Here are a few things you may not know about the calendar that most of the world now follows:
- It was introduced in 1582 by Pope Gregory XIII, replacing the Julian calendar (which had been introduced by Julius Caesar in 46 BC. The Gregorian calendar was originally introduced to change the date of Easter. Because the Julian calendar miscalculated the solar year, it had fallen out of sync with the seasons and Easter was moving further and further away from the spring Equinox (Nature’s calendar).
- Although September, October, November and December are the 9th, 10th, 11th and 12th months of the year, the name September comes from the word “septem” which means 7, October comes from “octo” meaning 8, November from “novem” meaning 9, and December from “decem” meaning 10. This is a carryover from the Roman calendar which had 10 months total, so the names of the months reflected when they occurred in the year.
- The Gregorian calendar differs from the solar year by 26 seconds per year. So this means that our current system is still off by 26 seconds.
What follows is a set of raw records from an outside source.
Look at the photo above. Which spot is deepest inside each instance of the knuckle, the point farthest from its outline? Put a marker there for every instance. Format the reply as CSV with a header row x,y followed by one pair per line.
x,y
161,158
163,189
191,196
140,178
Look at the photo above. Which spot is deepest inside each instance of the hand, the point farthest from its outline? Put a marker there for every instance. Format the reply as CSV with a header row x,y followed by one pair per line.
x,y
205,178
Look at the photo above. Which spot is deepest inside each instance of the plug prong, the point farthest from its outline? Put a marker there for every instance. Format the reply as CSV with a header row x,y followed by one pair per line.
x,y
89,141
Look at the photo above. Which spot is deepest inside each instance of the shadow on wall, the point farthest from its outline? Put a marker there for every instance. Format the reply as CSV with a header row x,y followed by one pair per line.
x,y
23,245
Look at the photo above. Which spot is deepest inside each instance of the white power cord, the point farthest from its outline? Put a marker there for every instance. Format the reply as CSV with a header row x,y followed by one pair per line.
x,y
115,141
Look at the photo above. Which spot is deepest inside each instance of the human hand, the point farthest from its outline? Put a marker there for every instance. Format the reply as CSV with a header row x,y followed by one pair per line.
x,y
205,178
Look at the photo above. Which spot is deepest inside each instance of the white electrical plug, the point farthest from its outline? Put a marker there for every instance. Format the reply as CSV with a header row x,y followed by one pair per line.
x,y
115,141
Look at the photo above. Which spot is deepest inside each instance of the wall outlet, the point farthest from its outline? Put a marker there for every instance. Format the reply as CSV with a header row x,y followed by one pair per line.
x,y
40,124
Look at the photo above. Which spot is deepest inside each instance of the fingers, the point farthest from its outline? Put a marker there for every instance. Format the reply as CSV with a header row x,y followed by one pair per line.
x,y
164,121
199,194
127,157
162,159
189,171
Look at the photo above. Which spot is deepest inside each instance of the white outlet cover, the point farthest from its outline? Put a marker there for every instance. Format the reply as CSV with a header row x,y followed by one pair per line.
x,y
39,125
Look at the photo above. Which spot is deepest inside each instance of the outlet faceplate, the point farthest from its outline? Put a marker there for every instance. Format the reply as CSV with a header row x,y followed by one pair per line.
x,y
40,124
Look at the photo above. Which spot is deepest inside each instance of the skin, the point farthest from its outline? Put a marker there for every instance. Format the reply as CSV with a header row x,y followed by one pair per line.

As a result, in the years since Gregory introduced his calendar in 1582, a discrepancy of several hours has arisen. By the year 4909, the Gregorian calendar will be a full day ahead of the solar year.
As I learn about the history of our most widely accepted calendar I can’t help but envision a mess of duct tape and glue. It’s no wonder the horses, despite having been domesticated for thousands of years, will have nothing to do with it. Before all of these slightly inaccurate mathematical calculations we followed Nature’s calendar. We checked the position of the sun and the stars and we took a look at the plants and animals. And we’ve lost something else along the way.
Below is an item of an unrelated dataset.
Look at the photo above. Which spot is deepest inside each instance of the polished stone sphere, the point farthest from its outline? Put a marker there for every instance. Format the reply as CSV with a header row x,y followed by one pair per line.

We’ve lost the wisdom of the ancients that taught us how to live in the winter, and in the summer. We’ve lost knowledge of the sacred masculine and sacred feminine and the way it served as a guiding light for how to be in the world. It’s no wonder that so many of us struggle with seasonal depression and feeling a little lost in the world.
With that I want to share one of my favorite blog posts: The story of the spirit of Mother Christmas. I hope that you will enjoy it as much as I do.
And I want to leave you with a practice or two that you might try this evening or this week, as we rest in the womb of the Winter Solstice:
Self-Care and Practices for Honoring Winter Solstice:
- Spend a little time outdoors, even though it’s cold or the weather may be poor. Get out there anyway and take a slow, reflective walk. Notice the plants and trees of the season, notice the birds and other wildlife of the season. Breathe deeply the winter air and notice the way it smells.
- Allow for quiet time and darkness. Turn off some of the artificial lights, light some candles, and allow your body to settle in to the quiet and dark of the season. Allow your melatonin production to synchronize with the shorter days. Spend some time reflecting on your year past.
- Set some intentions for the coming year. These aren’t goals exactly, we’ll talk about goals in a couple weeks, they are simply intentions for who and how you would like to be this year. Maybe you’d like to spend more time connecting with people, to drop your agenda and listen, to speak your truth more often, or to express your love more openly. Whatever it is for you, hold it in your mind, heart, and body. And then allow yourself some extra rest!